Panel considers
legislator pay raise

Raises of 2.5 percent to
14.7 percent are being suggested

By Richard Borreca

A new legislative salary commission is considering various plans to give pay raises to the 76 legislators ranging from 2.5 percent to 14.7 percent every two years until 2012.

The suggested raises would then put the salaries at between $40,100 and $46,400 by 2012, depending on what method is used to calculate the increase.

The salary commission meets every eight years to recommend a salary for the legislators. The pay raises go into effect automatically unless two-thirds of each chamber or the governor reject them.

Because the Legislature previously rejected a pay raise, the legislative pay has remained at $32,000 since 1993.

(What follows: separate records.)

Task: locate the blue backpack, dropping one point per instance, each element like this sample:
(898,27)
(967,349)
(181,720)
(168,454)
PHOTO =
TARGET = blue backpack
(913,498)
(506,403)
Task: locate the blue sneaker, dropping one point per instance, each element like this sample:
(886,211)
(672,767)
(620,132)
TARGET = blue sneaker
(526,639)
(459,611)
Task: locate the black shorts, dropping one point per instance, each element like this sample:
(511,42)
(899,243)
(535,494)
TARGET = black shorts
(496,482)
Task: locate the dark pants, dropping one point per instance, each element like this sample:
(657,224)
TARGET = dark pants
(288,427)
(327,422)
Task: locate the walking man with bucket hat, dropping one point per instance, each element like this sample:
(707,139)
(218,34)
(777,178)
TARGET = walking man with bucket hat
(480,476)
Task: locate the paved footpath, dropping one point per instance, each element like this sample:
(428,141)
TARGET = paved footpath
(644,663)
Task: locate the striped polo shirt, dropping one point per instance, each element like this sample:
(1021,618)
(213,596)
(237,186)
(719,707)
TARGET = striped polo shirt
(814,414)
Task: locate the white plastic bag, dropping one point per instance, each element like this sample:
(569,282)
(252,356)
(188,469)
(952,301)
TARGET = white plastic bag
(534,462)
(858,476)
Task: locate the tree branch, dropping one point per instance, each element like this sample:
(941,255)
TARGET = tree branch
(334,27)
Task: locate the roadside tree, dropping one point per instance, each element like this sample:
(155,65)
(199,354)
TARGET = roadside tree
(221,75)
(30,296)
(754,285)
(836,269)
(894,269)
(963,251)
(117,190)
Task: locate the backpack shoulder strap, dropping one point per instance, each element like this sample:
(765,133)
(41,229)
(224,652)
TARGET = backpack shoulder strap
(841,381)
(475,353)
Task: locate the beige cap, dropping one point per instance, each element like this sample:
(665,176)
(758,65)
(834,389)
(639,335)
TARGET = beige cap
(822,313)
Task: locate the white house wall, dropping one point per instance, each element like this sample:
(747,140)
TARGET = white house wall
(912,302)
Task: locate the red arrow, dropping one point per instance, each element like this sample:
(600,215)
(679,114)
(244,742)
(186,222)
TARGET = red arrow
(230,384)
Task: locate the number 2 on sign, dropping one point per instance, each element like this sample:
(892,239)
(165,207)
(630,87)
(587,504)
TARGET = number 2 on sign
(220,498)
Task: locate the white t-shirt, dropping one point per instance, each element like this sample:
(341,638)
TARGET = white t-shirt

Commission members said in a draft statement, "Legislators are deserving of some form of an increasing salary in 2005, as opposed to maintaining the status quo or imposing a decrease in pay."

The commission must send its recommendations to the Legislature before the legislative sessions ends in May.

Commission members are Warren Daspit, chairman; former state Tax Director Marie Okamura, vice chairwoman; Sharon Narimatsu; Tom Sugita; and former Maui police Chief Howard Tagomori.

The salary increases would be for lawmakers starting in 2005. Commissioners are also recommending that salary increases should occur every two years to coincide with each new legislative cycle.

The commission said it also wanted to retain the $5,000 pay differential above a legislator's salary for the Senate president and speaker of the House.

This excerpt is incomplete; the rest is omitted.